Pour Agnès Bénassy-Quéré, professeure à la "Paris School of Economics" et économiste au CEPII, il est urgent de régler le problème de la dette des pays à court terme. Dans une note publiée sur Telos, elle propose un système qui pourrait être un compromis pour les États.

Pour Agnès Bénassy-Quéré, professeure à la « Paris School of Economics » et économiste au CEPII, il est urgent de régler le problème de la dette des pays à court terme. Dans une note publiée sur Telos, elle propose un système qui pourrait être un compromis pour les États.

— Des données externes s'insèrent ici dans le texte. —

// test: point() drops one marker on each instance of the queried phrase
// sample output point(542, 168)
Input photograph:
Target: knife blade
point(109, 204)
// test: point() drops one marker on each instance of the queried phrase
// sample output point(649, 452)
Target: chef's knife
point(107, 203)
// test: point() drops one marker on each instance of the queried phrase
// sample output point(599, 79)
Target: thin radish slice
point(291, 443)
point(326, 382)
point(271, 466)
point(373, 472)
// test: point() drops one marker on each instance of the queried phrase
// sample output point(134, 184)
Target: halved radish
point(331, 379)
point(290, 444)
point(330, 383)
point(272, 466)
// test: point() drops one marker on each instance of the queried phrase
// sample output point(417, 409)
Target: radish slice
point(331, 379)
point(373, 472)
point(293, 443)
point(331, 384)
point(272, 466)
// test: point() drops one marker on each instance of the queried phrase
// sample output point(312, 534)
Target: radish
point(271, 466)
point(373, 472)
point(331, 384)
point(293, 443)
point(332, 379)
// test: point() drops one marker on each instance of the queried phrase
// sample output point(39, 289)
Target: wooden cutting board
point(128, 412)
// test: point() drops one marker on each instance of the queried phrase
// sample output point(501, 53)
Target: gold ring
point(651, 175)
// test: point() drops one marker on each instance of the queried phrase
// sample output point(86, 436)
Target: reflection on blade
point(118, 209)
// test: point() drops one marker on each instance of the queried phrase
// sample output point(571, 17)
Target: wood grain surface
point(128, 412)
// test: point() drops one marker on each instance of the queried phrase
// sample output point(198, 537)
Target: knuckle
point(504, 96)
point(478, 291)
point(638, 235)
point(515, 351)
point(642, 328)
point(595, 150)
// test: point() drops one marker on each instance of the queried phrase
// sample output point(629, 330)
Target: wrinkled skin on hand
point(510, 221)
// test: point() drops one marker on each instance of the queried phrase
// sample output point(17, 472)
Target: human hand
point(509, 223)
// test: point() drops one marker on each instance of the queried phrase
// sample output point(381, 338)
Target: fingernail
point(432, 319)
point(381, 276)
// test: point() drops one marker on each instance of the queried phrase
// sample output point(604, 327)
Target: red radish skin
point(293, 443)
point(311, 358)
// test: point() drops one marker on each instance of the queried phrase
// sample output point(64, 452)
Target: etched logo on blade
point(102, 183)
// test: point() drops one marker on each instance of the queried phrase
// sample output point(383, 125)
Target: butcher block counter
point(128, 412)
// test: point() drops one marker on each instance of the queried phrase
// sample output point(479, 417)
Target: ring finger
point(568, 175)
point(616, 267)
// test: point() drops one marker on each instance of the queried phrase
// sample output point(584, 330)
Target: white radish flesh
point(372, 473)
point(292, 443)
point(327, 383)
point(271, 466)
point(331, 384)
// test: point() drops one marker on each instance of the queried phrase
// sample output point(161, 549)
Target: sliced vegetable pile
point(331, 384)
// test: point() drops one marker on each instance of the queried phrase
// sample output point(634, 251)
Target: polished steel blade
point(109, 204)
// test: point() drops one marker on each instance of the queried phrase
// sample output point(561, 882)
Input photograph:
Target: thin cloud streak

L’introduction d’un dispositif de type euro-obligation (ou eurobond), qui mutualiserait tout ou partie des dettes publiques de la zone euro  et en garantirait le remboursement, se heurte à trois difficultés majeures, difficilement surmontables à court terme : 

(1) la solidarité entre États-membres implique une co-décision des politiques nationales, donc une forme intégration politique ; 
 
(2) une telle initiative suppose de modifier non seulement le traité européen (et sa règle de non-renflouement d’un État par ses partenaires), mais aussi les constitutions nationales (pour intégrer le niveau européen en matière décisionnelle et de solidarité) ; 
 
(3) le niveau de confiance entre États-membres est probablement trop faible aujourd’hui pour qu’une solidarité puisse s’exercer à grande échelle. Pour les opposants à l’euro-obligation, la mutualisation des dettes reviendrait à récompenser les mauvais élèves et à encourager les comportements dispendieux.